High prices have always been a major part of the shopping experience at Whole Foods in outlets in New York, but according to data revealed by the New York Daily News those prices may be illegal.
The popular food chain was just one of 120 grocery stores included in the Department of Consumer Affairs investigation across New York in which 77 percent of outlets were cited for “systemic overcharging for prepackaged foods.”
Julie Menin, the agency’s commissioner, said in a statement that her agency will not tolerate the misleading prices.
“It is unacceptable that New Yorkers shopping for a summer BBQ or who grab something to eat from the self-service aisles at New York City’s Whole Foods stores have a good chance of being overcharged,” she said.
“Our inspectors tell me this is the worst case of mislabeling they have seen in their careers, which DCA and New Yorkers will not tolerate.”
Investigators tested 80 prepackaged products and found they all had mislabeled weights. Eight of the city’s nine Whole Foods locations were cited with more than 800 violations.
However, the luxury grocery chain has issued a statement vehemently disputing the DCA's investigation.

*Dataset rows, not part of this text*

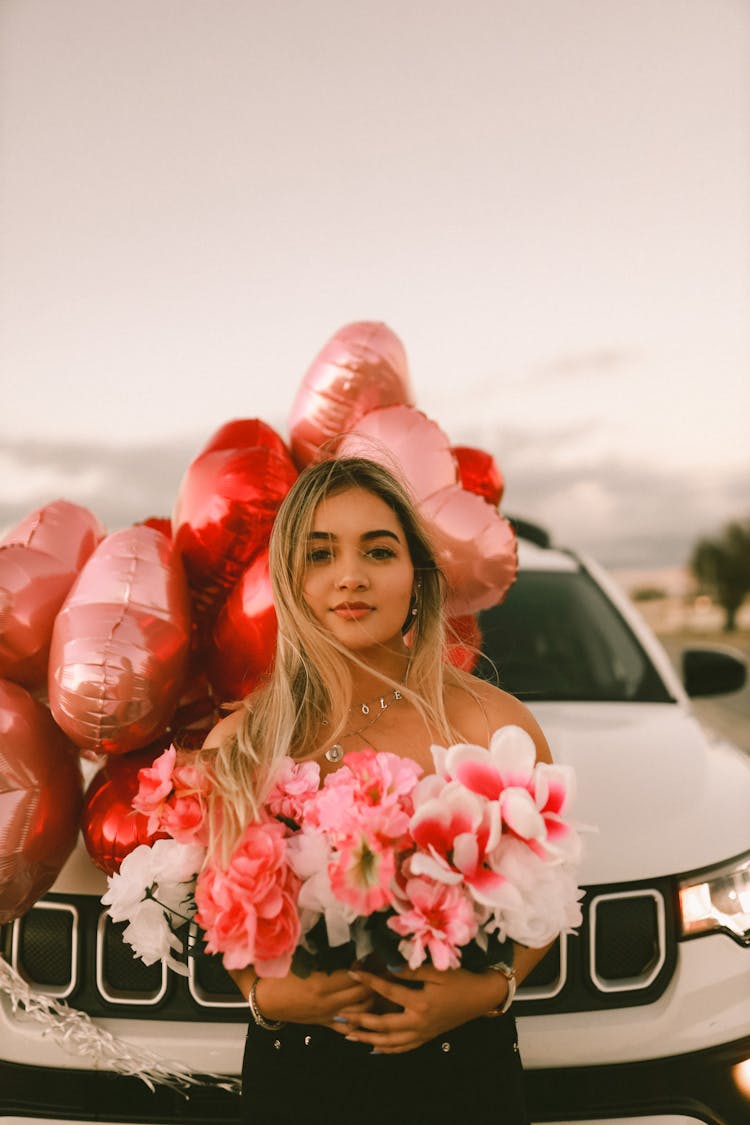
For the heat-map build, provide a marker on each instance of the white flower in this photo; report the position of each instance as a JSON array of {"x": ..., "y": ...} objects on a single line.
[
  {"x": 177, "y": 863},
  {"x": 309, "y": 855},
  {"x": 154, "y": 893},
  {"x": 128, "y": 887},
  {"x": 151, "y": 936}
]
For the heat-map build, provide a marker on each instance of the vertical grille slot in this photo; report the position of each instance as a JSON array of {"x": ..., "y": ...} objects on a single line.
[
  {"x": 548, "y": 978},
  {"x": 627, "y": 939},
  {"x": 122, "y": 978},
  {"x": 44, "y": 947},
  {"x": 210, "y": 986}
]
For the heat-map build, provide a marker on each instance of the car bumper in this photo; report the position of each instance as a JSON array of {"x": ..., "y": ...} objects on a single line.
[
  {"x": 711, "y": 1086},
  {"x": 703, "y": 1086}
]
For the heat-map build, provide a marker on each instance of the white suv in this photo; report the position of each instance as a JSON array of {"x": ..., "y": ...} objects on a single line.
[{"x": 642, "y": 1017}]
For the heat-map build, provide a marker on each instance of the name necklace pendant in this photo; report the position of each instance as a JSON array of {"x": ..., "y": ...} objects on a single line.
[{"x": 335, "y": 753}]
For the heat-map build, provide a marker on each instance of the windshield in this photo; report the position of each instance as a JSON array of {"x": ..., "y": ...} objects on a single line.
[{"x": 558, "y": 637}]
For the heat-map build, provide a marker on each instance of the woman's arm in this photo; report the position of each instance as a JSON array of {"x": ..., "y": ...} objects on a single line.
[
  {"x": 445, "y": 1000},
  {"x": 314, "y": 999}
]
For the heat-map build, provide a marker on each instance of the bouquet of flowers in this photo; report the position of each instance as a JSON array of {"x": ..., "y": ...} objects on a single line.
[{"x": 379, "y": 858}]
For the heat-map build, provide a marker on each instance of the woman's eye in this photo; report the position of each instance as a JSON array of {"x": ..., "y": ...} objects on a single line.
[{"x": 381, "y": 552}]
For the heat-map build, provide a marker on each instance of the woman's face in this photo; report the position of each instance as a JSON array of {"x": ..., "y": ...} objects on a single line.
[{"x": 359, "y": 575}]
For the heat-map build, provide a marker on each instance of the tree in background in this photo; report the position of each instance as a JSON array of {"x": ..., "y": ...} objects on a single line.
[{"x": 722, "y": 568}]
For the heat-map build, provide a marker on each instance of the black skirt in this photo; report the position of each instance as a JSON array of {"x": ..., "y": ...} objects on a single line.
[{"x": 307, "y": 1074}]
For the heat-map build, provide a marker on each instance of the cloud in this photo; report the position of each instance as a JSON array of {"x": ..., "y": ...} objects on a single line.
[
  {"x": 602, "y": 361},
  {"x": 120, "y": 485},
  {"x": 625, "y": 514}
]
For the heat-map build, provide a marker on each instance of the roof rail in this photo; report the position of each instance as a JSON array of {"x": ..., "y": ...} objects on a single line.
[{"x": 532, "y": 532}]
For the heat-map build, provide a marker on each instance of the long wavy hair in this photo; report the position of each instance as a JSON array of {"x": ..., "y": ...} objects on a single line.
[{"x": 310, "y": 681}]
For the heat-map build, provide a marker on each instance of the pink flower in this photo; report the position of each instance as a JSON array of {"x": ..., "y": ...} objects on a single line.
[
  {"x": 532, "y": 795},
  {"x": 437, "y": 921},
  {"x": 296, "y": 784},
  {"x": 455, "y": 831},
  {"x": 154, "y": 786},
  {"x": 249, "y": 911},
  {"x": 172, "y": 793},
  {"x": 369, "y": 793},
  {"x": 361, "y": 873}
]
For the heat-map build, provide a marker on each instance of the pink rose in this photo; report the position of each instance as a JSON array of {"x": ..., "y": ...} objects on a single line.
[
  {"x": 296, "y": 784},
  {"x": 249, "y": 911},
  {"x": 437, "y": 919}
]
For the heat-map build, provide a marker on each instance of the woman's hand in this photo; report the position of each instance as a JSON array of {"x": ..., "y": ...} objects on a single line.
[
  {"x": 445, "y": 1000},
  {"x": 315, "y": 999}
]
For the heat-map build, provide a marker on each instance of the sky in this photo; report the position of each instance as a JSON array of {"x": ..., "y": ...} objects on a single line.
[{"x": 548, "y": 200}]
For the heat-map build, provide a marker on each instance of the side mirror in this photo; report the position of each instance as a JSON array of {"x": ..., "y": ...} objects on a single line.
[{"x": 713, "y": 672}]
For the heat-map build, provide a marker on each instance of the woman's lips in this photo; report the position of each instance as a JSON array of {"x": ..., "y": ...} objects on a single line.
[{"x": 352, "y": 611}]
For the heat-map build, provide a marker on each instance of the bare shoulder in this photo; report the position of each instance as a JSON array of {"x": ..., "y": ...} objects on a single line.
[
  {"x": 477, "y": 709},
  {"x": 226, "y": 728}
]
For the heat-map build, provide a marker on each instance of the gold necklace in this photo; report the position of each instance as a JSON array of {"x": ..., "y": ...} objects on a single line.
[{"x": 335, "y": 753}]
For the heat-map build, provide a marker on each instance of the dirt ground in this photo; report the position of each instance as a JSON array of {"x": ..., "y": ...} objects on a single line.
[{"x": 728, "y": 714}]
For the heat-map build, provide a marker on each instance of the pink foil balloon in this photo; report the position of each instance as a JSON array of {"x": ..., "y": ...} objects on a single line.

"We disagree with the DCA's overreaching allegations and we are vigorously defending ourselves. We cooperated fully with the DCA from the beginning until we disagreed with their grossly excessive monetary demands.”
“Despite our requests to the DCA, they have not provided evidence to back up their demands nor have they requested any additional information from us, but instead have taken this to the media to coerce us."
According to the New York Times, people buying vegetables for $20 each were overcharged by $2.50. The paper also cited eight chicken tender packages priced at $9.99 a pound on average cost $4.13 more than they should have.
The DCA said fines for falsely labeling packages are $950 for first-time violations and up to $1,700 for additional violations in the city.
Last year, Whole Foods paid $800,000 fines in California after Santa Monica, Los Angeles and San Diego accused the chain of overcharging customers.